My teacher didn’t like the instability of my bowing. It tended towards crooked (as in not parallel to the bridge), and with the hair on an angle to the string. The resulting sound was thin and reedy. I was usually unaware and unable to correct the problem. He prescribed the following prescriptive exercise on open strings: A simple detaché stroke, using only the forearm.
In this exercise I am to stabilize my shoulder, upper arm, wrist and fingers, and move only my forearm, and only within the range that the bow remains parallel to the bridge. The idea is to isolate a single movement and create a muscle-memory of where the right-arm-and-hand exist in space during this simple bowing motion.
Arm weight is in the string. Hair is flat on the string. Strings are open. Sound is full and ringy. I do this exercise for several minutes daily, working to (1) develop a physical feeling of where my arm is in space when the sound is best; (2) develop an ability to return my arm to this place when the sound is off; (3) develop a level of comfort such that any other place for my arm feels like a deliberately chosen aberration, rather than a place it ended up unknowingly by accident.
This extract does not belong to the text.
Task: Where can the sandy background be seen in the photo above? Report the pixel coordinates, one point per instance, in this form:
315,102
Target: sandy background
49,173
I open every practice session with this exercise, and return to it whenever my bowing goes wonky. I do the forearm exercise before playing a piece. And also frequently before playing each phrase when I break down a piece. I do this exercise a lot, seeking a level of physical ease and comfort and sonic fullness that come automatically. Seeking muscle memory.
The exercise becomes meditative. To add complexity, I add string crossings. At the next lesson my teacher asks for the same exercise, but with a martelé stroke. The position and the motion of this exercise will become “home base” for bowing, out of which all further complexities of bowing will emerge, one simple step at a time.